APLANATIC: An optical system corrected simultaneously for spherical aberration and coma.

Illustration 1 shows a widely separated double (1.92 arcseconds) as seen in a 6 in Newtonian. On the right the same pair is shown with one-wavelength of coma. One wave sound excessive? Well, maybe a little to make a point, HOWEVER at about 75% of the way toward the edge of the field of view of a 6" F/6 this is exactly what happens in a perfect objective!

Coma, as with astigmatism, increases toward the edge of the field and is absent in the center. However, it increases directly with the distance, while astigmatism increases with the square of the distance. Never the less, coma dominates in the Newtonian. When it comes to the F/value however, a change here results in an increase by the inverse of the f/number squared. Consequently, short focus Newtonians suffer greatly from this aberration. Only at about F/8 is most of the field acceptable. Illustration 2 shows the relative amounts of coma at f/4.5 and f/8. Of course, much of the outer portions of coma are not seen in dim stars, but keep in mind this same light is lost from the central disc. Coma makes measurement of stellar positions particularly problematic.

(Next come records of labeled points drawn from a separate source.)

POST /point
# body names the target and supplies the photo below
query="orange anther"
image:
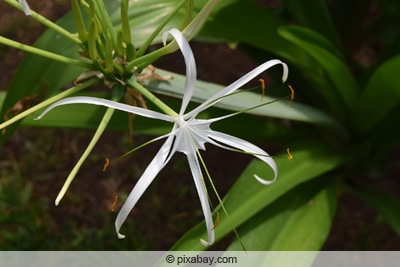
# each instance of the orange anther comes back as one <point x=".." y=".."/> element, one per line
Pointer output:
<point x="114" y="204"/>
<point x="262" y="87"/>
<point x="106" y="164"/>
<point x="216" y="221"/>
<point x="289" y="155"/>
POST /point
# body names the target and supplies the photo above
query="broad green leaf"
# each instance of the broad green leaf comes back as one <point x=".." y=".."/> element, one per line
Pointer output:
<point x="299" y="220"/>
<point x="245" y="100"/>
<point x="247" y="197"/>
<point x="336" y="71"/>
<point x="37" y="76"/>
<point x="386" y="205"/>
<point x="381" y="95"/>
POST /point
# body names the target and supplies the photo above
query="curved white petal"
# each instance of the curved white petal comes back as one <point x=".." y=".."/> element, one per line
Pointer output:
<point x="108" y="103"/>
<point x="25" y="7"/>
<point x="248" y="148"/>
<point x="201" y="190"/>
<point x="238" y="84"/>
<point x="191" y="74"/>
<point x="155" y="166"/>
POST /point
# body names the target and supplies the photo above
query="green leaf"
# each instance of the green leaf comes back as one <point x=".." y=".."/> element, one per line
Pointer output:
<point x="335" y="70"/>
<point x="245" y="100"/>
<point x="299" y="220"/>
<point x="381" y="95"/>
<point x="386" y="205"/>
<point x="37" y="76"/>
<point x="247" y="197"/>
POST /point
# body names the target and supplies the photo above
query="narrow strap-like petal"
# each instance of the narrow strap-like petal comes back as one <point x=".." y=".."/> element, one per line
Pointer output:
<point x="155" y="166"/>
<point x="191" y="72"/>
<point x="247" y="147"/>
<point x="205" y="205"/>
<point x="108" y="103"/>
<point x="238" y="84"/>
<point x="25" y="7"/>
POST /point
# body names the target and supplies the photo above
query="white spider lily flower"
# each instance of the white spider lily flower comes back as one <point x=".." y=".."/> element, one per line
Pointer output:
<point x="25" y="7"/>
<point x="188" y="134"/>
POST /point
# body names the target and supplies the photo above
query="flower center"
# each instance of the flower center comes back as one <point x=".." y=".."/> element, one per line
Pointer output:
<point x="191" y="135"/>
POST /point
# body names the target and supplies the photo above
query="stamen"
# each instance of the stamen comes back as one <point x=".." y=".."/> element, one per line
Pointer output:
<point x="216" y="221"/>
<point x="291" y="95"/>
<point x="114" y="204"/>
<point x="106" y="164"/>
<point x="290" y="157"/>
<point x="262" y="87"/>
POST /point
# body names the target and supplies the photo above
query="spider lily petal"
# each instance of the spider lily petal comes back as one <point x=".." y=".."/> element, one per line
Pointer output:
<point x="155" y="166"/>
<point x="191" y="72"/>
<point x="188" y="135"/>
<point x="25" y="7"/>
<point x="198" y="181"/>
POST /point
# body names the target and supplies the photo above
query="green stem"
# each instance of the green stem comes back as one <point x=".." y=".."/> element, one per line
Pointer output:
<point x="46" y="22"/>
<point x="144" y="61"/>
<point x="43" y="53"/>
<point x="48" y="102"/>
<point x="155" y="100"/>
<point x="102" y="126"/>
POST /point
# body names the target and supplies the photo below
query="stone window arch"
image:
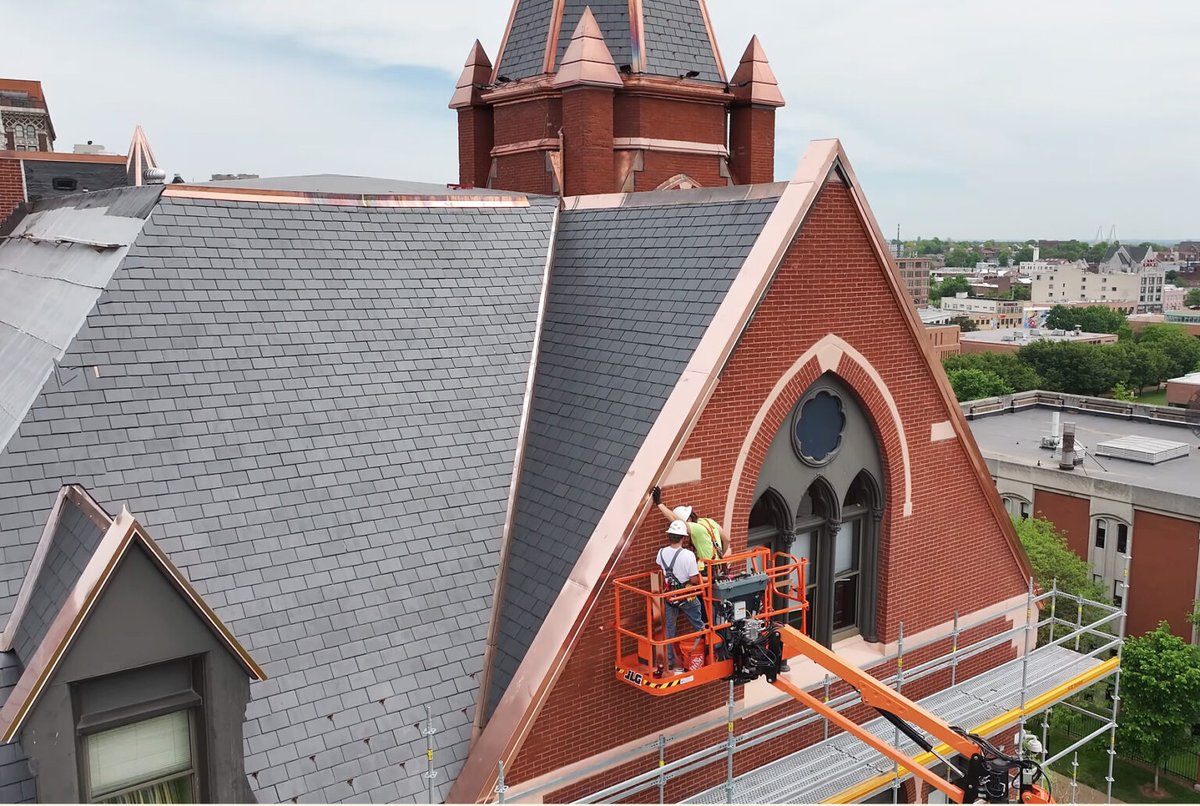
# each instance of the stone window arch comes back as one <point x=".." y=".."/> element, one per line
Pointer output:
<point x="820" y="495"/>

Illustration 3 shows some characteristics of pure coma.

Interestingly, coma can be corrected in the Newtonian by use of an aperture stop located at the center of curvature (the so-called lensless Schmidt- any astrophotographers interested in trying this design?). In some designs the use of a properly placed stop may make the system APLANATIC, but NOT so the Newtonian. The lensless Schmidt suffers from spherical aberration.

Most eyepieces are well corrected for coma, and some can be designed to correct for coma in the objective. Supplemental lenses help reduce coma (coma correctors) enough for photographic application. At low power they often provide acceptable views in fast systems. The best we can hope to do in the Newtonian is keep coma in it's proper place- at the edge of the field of view!

Keeping coma out of the way as much as possible means careful collimation. Most of us like to think in terms of 1/4 wave optics (this discussion ignores other shortcomings). On a ten-inch f/4.5 instrument this amounts to only a few times the diameter of Jupiter at opposition! Illustration 4 shows the diameter of the 1/4 wave limit for f/4.5 (central SMALL circle) as well as f/6 and f/8 limits! Can you keep your scope this well aligned?

Illustration 3) One-quarter wave limits to scale. The central circle (not labeled) is for F/4.5. Can you keep your optics this well aligned? Of course, F/4.5 is generally not used for planetary work (but how about some of these guys with CCD's and fast systems!). While evident coma will NOT be seen extending this close to the center (the tail of the coma is dim), coma still represents loss of light (limiting magnitude), loss of contrast (and resolution), and prohibits astrometry. Keep in mind that at any given F/Value ALL paraboloids suffer with the SAME amount of coma. Use of 2-inch eyepieces shows more coma.

Illustration 4) Basic parameters of pure coma.

Illustration 5) Coma results when light strikes a parabolic mirror at an angle and is ABSENT in the center of the field of view. Spherical aberration results when the mirror is left as a sphere but is present over the ENTIRE field.